One of Northern Ireland's largest employers is facing a proposed 300% duty on its exports of planes to the US amid an international trade dispute, the US government said last night.

A second preliminary levy of 80% has been loaded on the sales of aerospace manufacturer Bombardier.

The Canadian-owned multinational is already facing a planned 220% tariff on its aircraft as part of a separate investigation, the US Department of Commerce confirmed.

Bombardier employs more than 4,000 people at its Belfast factories and is due to begin delivering a major order for up to 125 new jets to Atlanta-based Delta Airlines next year.

US commerce secretary Wilbur Ross said: "The United States is committed to free, fair and reciprocal trade with Canada, but this is not our idea of a properly functioning trading relationship.

"We will continue to verify the accuracy of this decision, while doing everything in our power to stand up for American companies and their workers."

British Prime Minister Theresa May had lobbied US President Donald Trump over the dispute sparked by complaints from rival Boeing that Bombardier received unfair state subsidies from the UK and Canada, allowing the sale of airliners at below cost prices in the US.

Unions have warned thousands of jobs could be in jeopardy.

The US government said its intervention was prompted by concern to prevent "injurious dumping" of imports into the country, "establishing an opportunity to compete on a level playing field".

The Commerce Department said Bombardier had failed to provide information requested.

It added: "The anti-dumping duty law provides US businesses and workers with a transparent, quasi-judicial, and internationally accepted mechanism to seek relief from the market-distorting effects caused by injurious dumping of imports into the United States."

Dumping means the export of a product at a lower price.

The US government preliminary decision affects imports of 100-150 aircraft from Canada.

The department said it will instruct US Customs and Border Protection (CBP) to collect cash deposits of duties.

The wings for the new aircraft, which are due to be delivered to the US next year, are made at Bombardier's plant in the DUP stronghold of East Belfast.

The Northern Ireland party's ten MPs are propping up Theresa May’s minority administration in the House of Commons in the UK and are expected to play a crucial role during upcoming Brexit business in parliament.
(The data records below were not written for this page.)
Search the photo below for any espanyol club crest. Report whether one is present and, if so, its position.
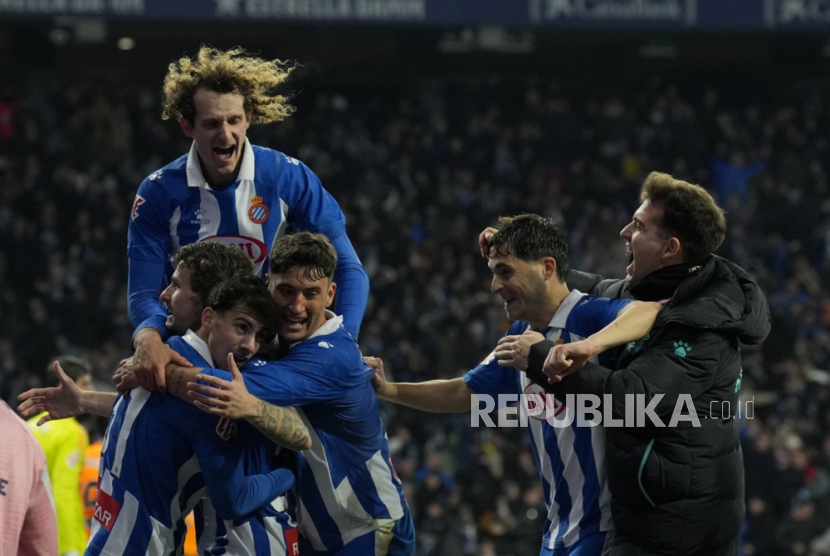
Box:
[248,195,270,224]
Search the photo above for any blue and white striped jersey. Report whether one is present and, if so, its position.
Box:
[196,423,299,556]
[204,313,406,550]
[86,337,293,556]
[127,140,369,337]
[464,290,631,549]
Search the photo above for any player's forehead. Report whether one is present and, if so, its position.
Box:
[172,263,191,288]
[216,303,262,332]
[487,253,523,272]
[271,267,329,290]
[193,88,245,119]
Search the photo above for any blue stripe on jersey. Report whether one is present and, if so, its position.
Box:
[203,317,406,550]
[464,292,630,548]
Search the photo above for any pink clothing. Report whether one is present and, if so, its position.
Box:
[0,400,58,556]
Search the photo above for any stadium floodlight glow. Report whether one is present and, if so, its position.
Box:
[118,37,135,50]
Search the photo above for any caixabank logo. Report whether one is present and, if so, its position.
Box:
[530,0,698,26]
[764,0,830,27]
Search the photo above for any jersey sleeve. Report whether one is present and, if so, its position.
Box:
[329,230,369,339]
[567,295,633,338]
[202,348,354,407]
[127,178,171,334]
[184,406,294,519]
[288,159,369,338]
[464,322,527,406]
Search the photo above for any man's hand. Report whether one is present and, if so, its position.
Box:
[17,361,84,426]
[187,353,258,419]
[493,330,545,371]
[542,338,598,384]
[363,357,398,399]
[363,357,389,396]
[478,228,498,259]
[133,328,192,392]
[112,357,138,395]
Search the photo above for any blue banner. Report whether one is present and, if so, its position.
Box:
[0,0,830,30]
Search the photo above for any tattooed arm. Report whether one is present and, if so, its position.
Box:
[188,356,311,450]
[247,398,311,451]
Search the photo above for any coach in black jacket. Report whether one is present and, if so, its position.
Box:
[527,173,770,556]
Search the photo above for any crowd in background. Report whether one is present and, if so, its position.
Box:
[0,62,830,556]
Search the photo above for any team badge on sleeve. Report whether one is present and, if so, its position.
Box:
[248,196,269,224]
[132,195,144,220]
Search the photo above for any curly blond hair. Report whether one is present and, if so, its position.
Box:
[161,46,296,124]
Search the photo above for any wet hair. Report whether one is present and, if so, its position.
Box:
[269,232,337,282]
[161,46,295,124]
[490,214,568,282]
[176,241,254,305]
[205,274,277,342]
[640,172,726,263]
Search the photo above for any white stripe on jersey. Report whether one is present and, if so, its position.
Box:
[556,420,585,546]
[197,187,222,241]
[168,206,182,258]
[297,407,402,550]
[111,386,150,477]
[148,516,176,555]
[234,180,266,276]
[268,197,288,253]
[98,488,138,556]
[366,450,403,515]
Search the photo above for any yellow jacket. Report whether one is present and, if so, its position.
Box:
[28,412,89,556]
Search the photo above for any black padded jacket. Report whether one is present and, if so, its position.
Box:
[528,256,770,556]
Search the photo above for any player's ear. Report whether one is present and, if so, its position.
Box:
[326,282,337,307]
[542,257,556,280]
[202,307,216,330]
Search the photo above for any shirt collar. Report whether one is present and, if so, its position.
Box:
[548,290,585,330]
[187,137,255,190]
[182,330,216,367]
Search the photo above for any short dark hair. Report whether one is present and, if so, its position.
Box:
[205,274,277,340]
[640,172,726,263]
[269,232,337,281]
[49,355,92,382]
[176,241,254,304]
[490,214,568,282]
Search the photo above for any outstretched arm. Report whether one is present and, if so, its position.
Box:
[363,357,474,413]
[17,361,118,426]
[542,301,662,381]
[187,355,311,451]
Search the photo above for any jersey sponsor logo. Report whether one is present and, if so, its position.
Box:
[216,417,237,442]
[132,195,145,220]
[522,382,565,421]
[200,232,268,264]
[93,490,121,531]
[248,196,271,224]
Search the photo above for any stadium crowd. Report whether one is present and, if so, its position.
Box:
[0,66,830,556]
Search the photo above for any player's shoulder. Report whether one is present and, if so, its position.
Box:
[141,154,187,194]
[251,144,313,180]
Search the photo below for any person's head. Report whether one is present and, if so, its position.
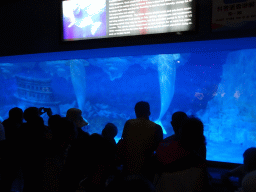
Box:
[134,101,151,118]
[24,107,40,122]
[243,147,256,173]
[102,123,118,138]
[48,115,61,129]
[171,111,188,135]
[66,108,88,128]
[9,107,23,123]
[179,117,206,150]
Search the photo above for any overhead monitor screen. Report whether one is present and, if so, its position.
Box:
[62,0,196,41]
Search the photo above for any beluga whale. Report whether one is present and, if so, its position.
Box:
[152,54,180,134]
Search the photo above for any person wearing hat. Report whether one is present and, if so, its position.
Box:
[66,108,89,139]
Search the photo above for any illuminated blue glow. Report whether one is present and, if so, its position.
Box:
[0,38,256,163]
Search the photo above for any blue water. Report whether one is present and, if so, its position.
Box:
[0,39,256,163]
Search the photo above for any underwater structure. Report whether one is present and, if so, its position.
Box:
[0,38,256,163]
[14,65,59,113]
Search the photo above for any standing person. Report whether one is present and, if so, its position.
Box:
[122,101,163,179]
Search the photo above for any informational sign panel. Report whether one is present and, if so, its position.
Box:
[212,0,256,31]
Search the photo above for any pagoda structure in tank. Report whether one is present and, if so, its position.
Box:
[15,63,59,114]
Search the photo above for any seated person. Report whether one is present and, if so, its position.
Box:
[156,117,209,191]
[118,101,163,180]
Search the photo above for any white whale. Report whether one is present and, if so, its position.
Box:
[155,54,180,134]
[69,59,87,111]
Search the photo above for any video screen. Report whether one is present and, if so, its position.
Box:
[62,0,196,41]
[0,40,256,163]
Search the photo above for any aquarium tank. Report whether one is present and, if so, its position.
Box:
[0,37,256,163]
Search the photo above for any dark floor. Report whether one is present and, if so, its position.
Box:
[7,164,240,192]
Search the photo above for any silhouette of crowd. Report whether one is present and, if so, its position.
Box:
[0,101,256,192]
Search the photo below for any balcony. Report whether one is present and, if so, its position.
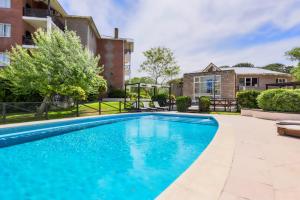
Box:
[23,8,51,18]
[23,35,34,45]
[23,8,65,31]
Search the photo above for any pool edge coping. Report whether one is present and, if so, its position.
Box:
[157,113,236,200]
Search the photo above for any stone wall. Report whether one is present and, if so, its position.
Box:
[236,74,292,91]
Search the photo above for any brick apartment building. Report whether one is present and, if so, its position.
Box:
[0,0,134,88]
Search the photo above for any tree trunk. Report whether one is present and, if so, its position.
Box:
[36,96,50,117]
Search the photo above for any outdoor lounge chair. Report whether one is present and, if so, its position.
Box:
[277,121,300,137]
[140,101,157,111]
[153,101,169,110]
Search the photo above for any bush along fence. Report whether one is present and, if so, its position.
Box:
[0,101,136,124]
[237,89,300,113]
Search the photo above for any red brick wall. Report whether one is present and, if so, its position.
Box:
[0,0,24,52]
[97,39,125,88]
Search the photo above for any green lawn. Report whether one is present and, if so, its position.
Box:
[0,102,127,124]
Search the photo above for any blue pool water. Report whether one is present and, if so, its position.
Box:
[0,114,218,200]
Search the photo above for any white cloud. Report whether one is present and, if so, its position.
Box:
[59,0,300,75]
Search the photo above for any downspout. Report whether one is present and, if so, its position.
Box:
[48,0,51,16]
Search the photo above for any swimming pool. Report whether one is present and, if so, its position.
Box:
[0,114,218,200]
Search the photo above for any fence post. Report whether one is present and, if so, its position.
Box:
[99,101,101,115]
[45,103,49,120]
[2,103,6,123]
[76,100,79,117]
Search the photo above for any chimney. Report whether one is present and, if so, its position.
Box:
[115,28,119,39]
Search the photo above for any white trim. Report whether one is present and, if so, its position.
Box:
[193,74,222,100]
[0,23,12,38]
[239,76,260,88]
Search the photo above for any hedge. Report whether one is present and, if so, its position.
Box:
[236,90,261,108]
[176,96,192,112]
[151,94,169,106]
[107,89,125,98]
[257,89,300,112]
[199,96,210,112]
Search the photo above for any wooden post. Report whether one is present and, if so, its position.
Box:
[2,103,6,123]
[76,100,79,117]
[124,84,127,109]
[169,84,172,111]
[137,83,141,110]
[98,100,101,115]
[48,0,51,16]
[119,101,122,113]
[45,103,49,120]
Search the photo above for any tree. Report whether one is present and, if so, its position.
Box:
[0,30,106,112]
[140,47,180,84]
[232,62,254,67]
[285,47,300,65]
[262,63,294,73]
[285,47,300,81]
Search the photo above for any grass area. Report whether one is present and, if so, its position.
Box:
[0,102,126,124]
[208,111,241,115]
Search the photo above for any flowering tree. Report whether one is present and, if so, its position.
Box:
[0,27,106,113]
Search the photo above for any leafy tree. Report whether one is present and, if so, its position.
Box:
[127,76,155,84]
[285,47,300,81]
[0,30,106,112]
[140,47,180,84]
[219,65,230,68]
[232,62,254,67]
[262,63,293,73]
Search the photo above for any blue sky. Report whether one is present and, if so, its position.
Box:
[60,0,300,75]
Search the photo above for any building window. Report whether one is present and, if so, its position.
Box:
[276,78,287,83]
[0,53,10,66]
[194,75,221,98]
[0,0,11,8]
[0,24,11,37]
[239,77,259,87]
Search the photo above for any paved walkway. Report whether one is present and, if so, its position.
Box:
[216,116,300,200]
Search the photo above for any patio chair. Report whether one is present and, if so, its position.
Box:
[153,101,169,110]
[277,121,300,137]
[140,101,157,111]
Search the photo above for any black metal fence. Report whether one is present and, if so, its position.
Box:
[0,101,137,124]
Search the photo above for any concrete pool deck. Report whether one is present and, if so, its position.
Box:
[159,115,300,200]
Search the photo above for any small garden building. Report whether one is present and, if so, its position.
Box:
[183,63,292,100]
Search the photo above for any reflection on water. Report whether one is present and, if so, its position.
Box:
[0,116,217,200]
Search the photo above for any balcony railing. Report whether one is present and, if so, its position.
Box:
[23,36,34,45]
[52,16,65,31]
[23,8,51,18]
[23,8,65,30]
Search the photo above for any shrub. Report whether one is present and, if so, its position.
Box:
[257,89,284,111]
[107,89,125,98]
[151,94,169,106]
[236,90,260,108]
[199,96,210,112]
[176,96,192,112]
[257,89,300,112]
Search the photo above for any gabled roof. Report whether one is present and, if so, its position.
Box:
[222,67,290,76]
[202,63,222,72]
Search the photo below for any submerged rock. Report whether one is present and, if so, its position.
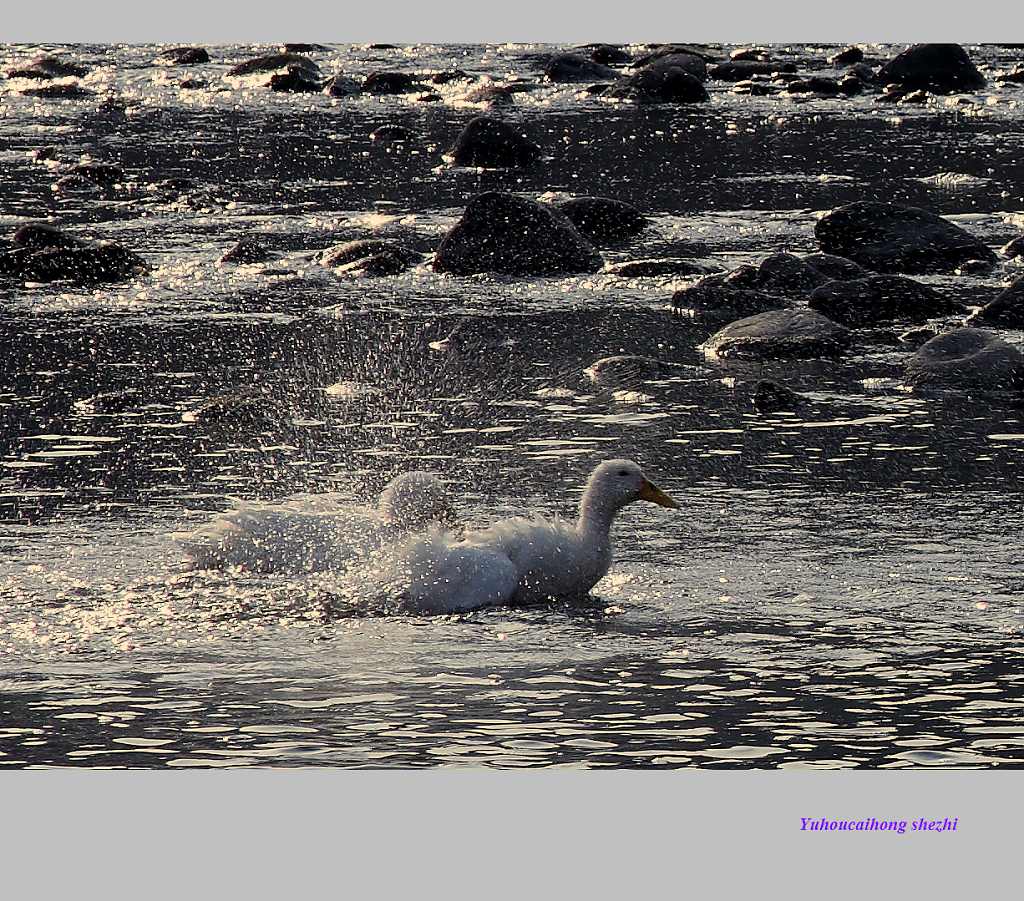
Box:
[878,44,985,94]
[556,197,647,247]
[220,238,270,263]
[967,278,1024,329]
[814,201,995,273]
[0,224,148,285]
[701,309,850,360]
[708,59,797,81]
[227,53,321,78]
[904,329,1024,391]
[808,275,958,328]
[434,191,603,275]
[449,116,541,169]
[603,54,710,103]
[544,53,618,82]
[157,47,210,66]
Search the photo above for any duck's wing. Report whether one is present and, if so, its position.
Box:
[395,531,518,613]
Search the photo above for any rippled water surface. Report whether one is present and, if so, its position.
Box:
[0,45,1024,768]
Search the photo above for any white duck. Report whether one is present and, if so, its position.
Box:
[175,472,455,572]
[456,460,679,603]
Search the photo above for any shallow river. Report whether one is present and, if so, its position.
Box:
[0,45,1024,768]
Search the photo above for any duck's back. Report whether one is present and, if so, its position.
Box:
[466,516,611,603]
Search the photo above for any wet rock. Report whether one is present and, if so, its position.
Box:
[583,353,703,387]
[370,125,413,144]
[604,257,715,278]
[878,44,985,94]
[751,379,804,413]
[157,47,210,66]
[604,54,710,103]
[324,75,362,97]
[460,84,515,106]
[896,328,939,350]
[267,67,324,94]
[633,44,722,73]
[319,238,422,275]
[708,59,797,81]
[362,72,424,94]
[814,201,995,273]
[579,44,633,66]
[729,47,771,62]
[450,116,541,169]
[785,76,840,97]
[1001,234,1024,260]
[22,84,96,100]
[7,53,89,81]
[967,278,1024,329]
[904,329,1024,391]
[227,53,321,78]
[556,197,647,247]
[434,191,603,275]
[0,224,148,285]
[544,53,618,83]
[701,309,850,360]
[808,275,958,328]
[68,163,125,187]
[828,45,864,66]
[220,238,270,263]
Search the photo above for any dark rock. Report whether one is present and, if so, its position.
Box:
[702,309,850,360]
[319,238,421,274]
[967,278,1024,329]
[370,125,413,144]
[0,232,147,285]
[324,75,362,97]
[604,54,710,103]
[557,197,647,247]
[785,76,840,96]
[729,47,771,62]
[362,72,424,94]
[828,45,864,66]
[804,253,870,282]
[808,275,958,328]
[604,257,714,278]
[267,67,324,94]
[544,53,618,82]
[227,53,321,78]
[814,201,995,273]
[904,329,1024,391]
[450,116,541,169]
[429,69,473,84]
[157,47,210,66]
[751,379,804,413]
[878,44,985,94]
[22,84,96,100]
[69,163,125,186]
[672,275,787,324]
[434,191,603,275]
[580,44,633,66]
[11,222,86,250]
[708,59,797,81]
[220,238,270,263]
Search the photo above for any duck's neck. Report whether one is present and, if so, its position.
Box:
[577,491,620,544]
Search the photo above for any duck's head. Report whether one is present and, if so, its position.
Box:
[378,471,459,531]
[584,460,679,511]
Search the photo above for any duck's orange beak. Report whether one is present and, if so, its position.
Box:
[640,479,679,510]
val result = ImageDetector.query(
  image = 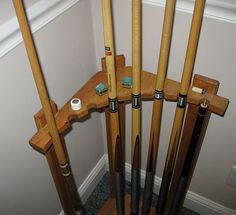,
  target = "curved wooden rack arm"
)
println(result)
[29,58,229,154]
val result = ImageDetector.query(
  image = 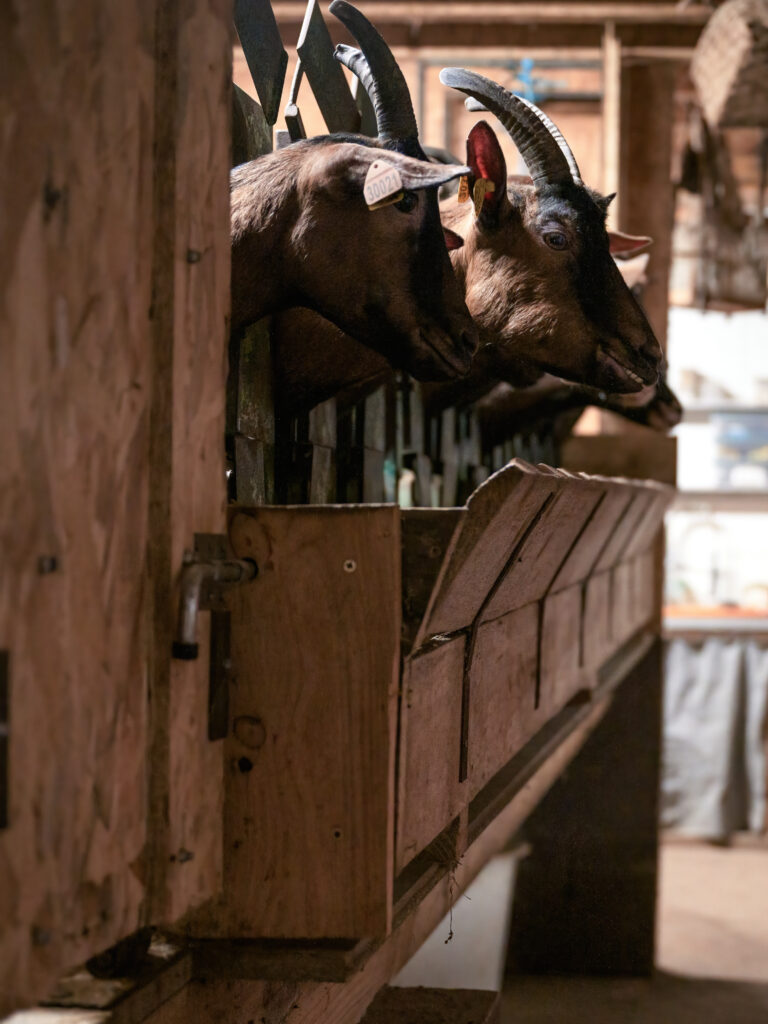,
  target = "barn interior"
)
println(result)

The alleged unfair subsidy arose after Northern Ireland's power-sharing administration and the UK government pledged to invest almost £135m in the establishment of the C-Series manufacturing site in Belfast.

The programme also received $1bn from the Canadian provincial government in Quebec in 2015 when its fortunes appeared to be ailing.

Boeing's complaint said it was seeking a "level playing field" for global competitors, but Bombardier accused its rival of hypocrisy.

Boeing says it is the world's largest manufacturer of military aircraft.

Whether its payments from governments constitute a purely commercial matter is contested.

The C-Series operation's immediate future was thought to have been secured after Bombardier signed a $5.6bn deal in 2016 to provide the aircraft.

The manufacturer has been a major employer in Northern Ireland for 30 years.

Trade unionists expect a final ruling on the pricing policy to be made in February.